13th December, 2017
African Centre for Media and Information Literacy (AFRICMIL) has urged the Federal Government to reinstate a whistleblower to his job, saying it was government’s obligation to him.
Coordinator of the Centre, Mr Chidi Onuma, told newsmen that the whistleblower, Murtala Ibrahim, was sacked at the Federal Mortgage Bank of Nigeria (FMBN) for uncovering a scam at the bank.
Onuma said that the case of Ibrahim, who was an auditor in the bank was one case too many of Nigerians suffering reprisals for blowing the whistle in their places of work.
He said that though the policy had only fared for about one year, a lot needed to be done in terms of the protection of whistleblowers and passage of the Bill on it.
“People are worried that whistleblowers don’t have adequate protection, not necessarily protection in terms of their lives, but also loss of jobs.
“There are issues of civil servants who are sacked, some for six months now, others running up to one year like that of Ibrahim; we have been on his case for the last few months.
“Luckily, Mr Ntai Thompson of Ministry of Foreign Affairs, who was also sacked for whistle-blowing, was recalled after about eight months.
“We need to ensure that public servants are given adequate protection, especially in terms of job security because if people know that they will lose their jobs, they will not be inclined to whistle blowing,’’ he said.
Onuma advised the government to pay more attention to that by looking into the cases of whistle blowers who had suffered reprisals and reinstate them to their jobs.
He said that the whistle-blowing policy could be a powerful tool in the hands of Nigerians when the gaps were filled because government could not be everywhere.

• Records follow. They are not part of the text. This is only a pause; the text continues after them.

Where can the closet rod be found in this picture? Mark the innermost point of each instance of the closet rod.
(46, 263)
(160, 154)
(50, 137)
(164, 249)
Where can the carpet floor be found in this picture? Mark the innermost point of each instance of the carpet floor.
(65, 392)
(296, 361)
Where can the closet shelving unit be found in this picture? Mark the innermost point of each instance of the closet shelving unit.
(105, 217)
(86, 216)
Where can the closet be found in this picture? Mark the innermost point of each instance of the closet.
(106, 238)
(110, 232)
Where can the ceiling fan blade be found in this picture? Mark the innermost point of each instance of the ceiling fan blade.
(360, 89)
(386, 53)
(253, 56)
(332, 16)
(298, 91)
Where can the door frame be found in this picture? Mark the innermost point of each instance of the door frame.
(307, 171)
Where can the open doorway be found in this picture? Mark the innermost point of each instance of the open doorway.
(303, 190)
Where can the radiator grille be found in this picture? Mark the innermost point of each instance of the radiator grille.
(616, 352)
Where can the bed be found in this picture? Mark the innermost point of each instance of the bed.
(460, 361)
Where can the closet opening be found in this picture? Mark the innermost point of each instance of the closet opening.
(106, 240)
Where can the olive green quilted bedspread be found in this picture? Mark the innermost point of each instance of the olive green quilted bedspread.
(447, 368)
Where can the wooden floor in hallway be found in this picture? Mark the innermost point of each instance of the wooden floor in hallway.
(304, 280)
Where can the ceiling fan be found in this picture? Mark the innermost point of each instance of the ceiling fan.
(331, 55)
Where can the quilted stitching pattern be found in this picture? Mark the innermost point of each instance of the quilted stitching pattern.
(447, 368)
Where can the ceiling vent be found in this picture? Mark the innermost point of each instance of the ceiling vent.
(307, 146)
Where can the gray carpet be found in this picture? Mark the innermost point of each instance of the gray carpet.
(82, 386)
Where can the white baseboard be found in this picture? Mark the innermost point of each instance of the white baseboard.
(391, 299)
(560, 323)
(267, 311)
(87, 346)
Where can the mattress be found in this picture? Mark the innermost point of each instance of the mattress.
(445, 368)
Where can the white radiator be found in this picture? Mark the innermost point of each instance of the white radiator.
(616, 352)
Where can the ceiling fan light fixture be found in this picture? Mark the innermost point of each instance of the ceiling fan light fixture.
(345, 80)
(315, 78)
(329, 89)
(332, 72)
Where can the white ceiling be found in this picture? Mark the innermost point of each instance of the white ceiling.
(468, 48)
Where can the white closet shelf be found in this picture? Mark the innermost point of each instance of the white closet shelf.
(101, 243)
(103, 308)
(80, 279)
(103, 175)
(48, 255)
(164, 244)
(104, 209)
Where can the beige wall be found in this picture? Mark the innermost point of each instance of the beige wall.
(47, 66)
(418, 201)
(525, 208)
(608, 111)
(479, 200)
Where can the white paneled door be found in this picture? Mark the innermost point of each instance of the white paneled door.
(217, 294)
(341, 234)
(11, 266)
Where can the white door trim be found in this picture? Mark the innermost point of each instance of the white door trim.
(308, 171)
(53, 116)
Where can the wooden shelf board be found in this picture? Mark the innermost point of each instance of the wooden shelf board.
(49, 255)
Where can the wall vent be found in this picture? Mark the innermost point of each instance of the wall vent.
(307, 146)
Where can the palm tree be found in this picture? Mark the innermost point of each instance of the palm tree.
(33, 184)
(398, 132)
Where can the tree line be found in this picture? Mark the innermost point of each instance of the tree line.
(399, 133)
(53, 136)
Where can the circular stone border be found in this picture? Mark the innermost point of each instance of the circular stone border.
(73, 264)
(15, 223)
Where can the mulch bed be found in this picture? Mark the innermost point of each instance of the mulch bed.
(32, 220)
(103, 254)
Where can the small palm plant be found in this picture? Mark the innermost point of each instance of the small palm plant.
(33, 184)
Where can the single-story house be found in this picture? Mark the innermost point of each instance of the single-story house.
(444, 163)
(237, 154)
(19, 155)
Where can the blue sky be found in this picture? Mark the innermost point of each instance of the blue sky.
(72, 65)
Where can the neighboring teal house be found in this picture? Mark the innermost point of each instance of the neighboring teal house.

“It is the individuals who know their communities and the many wrongdoings going on there. So, we empower people through information, through creating a platform that they have confidence in.
“They need to know that if they report any case, their lives will be protected, their jobs will be secured and ultimately nobody is going to punish them for the action they have taken.
“I think it will help in creating confidence in the system.’’
Onuma urged the government to expedite action on the passage of the whistleblower law, adding that the law would be like another push that helped the agitation.
According to him, if people know that there is a law that backs them up for uncovering corruption, they will be more active.
This, he said, was because the policy was one of the greatest ideas and addition to the anti-corruption fight providing a new opportunity that helped in revving up the war against corruption.